The 23-year-old spoke and said he was increasingly worried throughout the days he spent in a 5 ft. by 10 ft. cell, where he could not spread his arms out wide.
“They never came back, ignored all my cries and I still don’t know what happened,” he said. “I’m not sure how they could forget me.”
Chong and his lawyer spoke to the media on to discuss the claim they will file with the federal court system .
He was at the wrong place at the wrong time,” said his lawyer Gene Iredale, who compared Chong’s experience to Abu Ghraib.
Chong said he was at a friend’s house in University City celebrating 4/20, a day many marijuana users set aside to smoke, when agents came inside and raided the residence. Chong was then taken to the DEA office in Kearny Mesa.
He said agents questioned him, and then told him he could go home. One agent even offered him a ride, Chong said. No criminal charges were filed against him.
But Chong did not go home that night. Instead, he was placed in a cell for five days without any human contact and was not given food or drink. In his desperation, he said he was forced to drink his own urine.
“I had to do what I had to do to survive….I hallucinated by the third day,” Chong said. “I was completely insane.”
Chong said he lost roughly 15 pounds during the time he was alone. His lawyer confirmed that Chong ingested a powdery substance found inside the cell. Later testing revealed the substance was methamphetamine.
After days of being ignored, Chong said he tried to take his own life by breaking the glass from his spectacles with his teeth and then carving “Sorry mom,” on his wrists. He said nurses also found pieces of glass in his throat, which led him to believe he ingested the pieces purposefully.
Chong said he could hear DEA employees and people in neighboring cells. He screamed to let them know he was there, but no one replied. He kicked the door, but no one came to get him.
By the time DEA officers found Chong in his cell Chong was completely incoherent, said Iredale.
“I didn’t think I would come out,” Chong said.
He said when employees discovered him in the cell that they looked confused and nervous. A DEA employee rode with him to the hospital, where they paid for Chong’s visit.
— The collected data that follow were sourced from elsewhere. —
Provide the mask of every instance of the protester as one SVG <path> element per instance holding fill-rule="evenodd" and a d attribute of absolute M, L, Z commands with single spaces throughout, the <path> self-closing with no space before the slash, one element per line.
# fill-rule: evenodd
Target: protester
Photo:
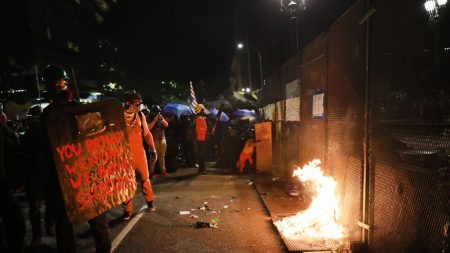
<path fill-rule="evenodd" d="M 10 173 L 14 168 L 11 152 L 19 146 L 17 135 L 5 124 L 0 124 L 0 252 L 24 252 L 26 232 L 22 209 L 10 191 Z M 6 245 L 4 244 L 6 243 Z"/>
<path fill-rule="evenodd" d="M 190 131 L 190 124 L 192 119 L 189 115 L 180 116 L 180 144 L 183 154 L 183 160 L 185 161 L 185 166 L 194 166 L 194 145 L 195 141 L 195 130 Z M 193 132 L 193 133 L 192 133 Z"/>
<path fill-rule="evenodd" d="M 169 176 L 169 173 L 167 173 L 165 162 L 167 141 L 164 129 L 169 126 L 169 123 L 167 122 L 168 120 L 161 115 L 161 108 L 158 105 L 152 106 L 149 119 L 151 119 L 151 121 L 148 124 L 148 128 L 153 135 L 153 141 L 158 157 L 157 160 L 153 160 L 150 164 L 150 177 L 153 178 L 155 175 L 156 161 L 158 161 L 161 176 L 167 177 Z"/>
<path fill-rule="evenodd" d="M 28 129 L 22 138 L 22 149 L 25 154 L 25 189 L 29 204 L 29 215 L 31 223 L 31 246 L 36 247 L 41 244 L 41 205 L 47 193 L 48 170 L 42 166 L 44 164 L 42 145 L 44 140 L 41 134 L 40 117 L 42 108 L 39 105 L 28 110 Z M 45 208 L 45 224 L 48 235 L 53 235 L 53 222 L 50 208 Z"/>
<path fill-rule="evenodd" d="M 131 155 L 133 157 L 133 167 L 142 184 L 142 193 L 147 201 L 147 211 L 152 212 L 156 210 L 153 203 L 155 196 L 153 194 L 152 185 L 149 179 L 147 156 L 145 155 L 143 139 L 151 150 L 151 162 L 154 162 L 154 160 L 157 159 L 157 155 L 155 144 L 153 142 L 153 136 L 150 133 L 145 116 L 139 111 L 140 104 L 141 95 L 139 93 L 136 91 L 125 92 L 125 124 L 130 142 Z M 132 199 L 133 198 L 124 202 L 122 205 L 124 211 L 122 218 L 124 220 L 131 219 L 131 214 L 133 211 Z"/>
<path fill-rule="evenodd" d="M 197 104 L 194 109 L 195 117 L 195 133 L 197 143 L 197 162 L 198 172 L 207 173 L 205 169 L 205 156 L 206 156 L 206 132 L 208 131 L 208 125 L 206 124 L 205 107 L 202 104 Z"/>
<path fill-rule="evenodd" d="M 63 193 L 59 185 L 56 166 L 53 163 L 52 151 L 47 133 L 47 118 L 50 112 L 58 108 L 78 105 L 73 100 L 73 95 L 69 89 L 68 76 L 66 71 L 58 65 L 49 65 L 44 71 L 43 81 L 47 86 L 47 98 L 50 104 L 44 109 L 42 114 L 42 134 L 44 138 L 45 159 L 43 162 L 49 169 L 49 208 L 55 218 L 56 244 L 58 252 L 76 252 L 75 234 L 73 225 L 70 223 L 64 205 Z M 106 223 L 106 213 L 103 213 L 88 221 L 94 235 L 97 253 L 110 252 L 111 240 L 109 237 L 108 225 Z"/>
<path fill-rule="evenodd" d="M 236 162 L 236 167 L 241 173 L 244 173 L 247 162 L 250 164 L 250 167 L 253 167 L 253 155 L 256 147 L 255 131 L 253 129 L 248 129 L 243 139 L 245 140 L 245 144 L 239 155 L 239 160 Z"/>

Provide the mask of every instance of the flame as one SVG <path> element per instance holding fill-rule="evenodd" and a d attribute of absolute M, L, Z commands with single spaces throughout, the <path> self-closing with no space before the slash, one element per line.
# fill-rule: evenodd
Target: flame
<path fill-rule="evenodd" d="M 307 189 L 312 189 L 315 196 L 307 210 L 274 223 L 287 238 L 339 240 L 345 237 L 343 227 L 336 223 L 338 200 L 334 191 L 337 183 L 332 177 L 325 176 L 319 165 L 320 160 L 316 159 L 294 171 L 293 176 Z"/>

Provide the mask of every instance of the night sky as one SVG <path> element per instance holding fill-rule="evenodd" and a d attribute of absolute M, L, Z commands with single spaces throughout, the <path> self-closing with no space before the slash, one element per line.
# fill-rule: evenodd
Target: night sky
<path fill-rule="evenodd" d="M 111 27 L 121 64 L 137 85 L 226 82 L 234 50 L 232 1 L 137 0 L 118 7 Z"/>
<path fill-rule="evenodd" d="M 289 49 L 288 42 L 282 42 L 289 41 L 292 33 L 287 17 L 280 12 L 279 1 L 248 1 L 250 40 L 267 39 L 270 44 L 276 38 L 281 43 L 278 48 Z M 353 2 L 307 2 L 301 18 L 302 44 L 325 30 Z M 151 90 L 155 87 L 152 83 L 172 79 L 197 83 L 202 80 L 218 91 L 228 86 L 236 50 L 233 0 L 135 0 L 119 1 L 117 7 L 105 25 L 118 43 L 119 64 L 130 82 L 126 85 Z M 274 49 L 262 46 L 261 51 Z M 279 61 L 285 60 L 283 53 L 279 54 Z M 284 50 L 284 54 L 290 56 L 291 52 Z M 266 57 L 266 61 L 270 59 Z"/>

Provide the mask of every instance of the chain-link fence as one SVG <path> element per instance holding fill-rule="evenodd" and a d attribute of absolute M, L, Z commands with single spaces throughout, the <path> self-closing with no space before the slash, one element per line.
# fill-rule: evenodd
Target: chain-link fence
<path fill-rule="evenodd" d="M 358 1 L 261 92 L 275 167 L 320 158 L 369 252 L 449 252 L 450 7 L 423 4 Z"/>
He spent three days in the intensive care unit at Sharp Hospital and his kidneys were close to failing.
The DEA has not apologized to Chong, said Iredale.
The incident also caused Chong to miss his midterms at UCSD. He said he does not know if he will return to school, as his perspective on life has changed since his isolation.
San Diego defense attorney Gretchen Von Helms said the victim could get millions if he files a lawsuit.
"In all my years of practice I've never heard of the DEA or any Federal government employee simply forgetting about someone that they have in their care," she said.
"There has to be repercussions if people do not follow the safety and the care when they have a human being in their custody."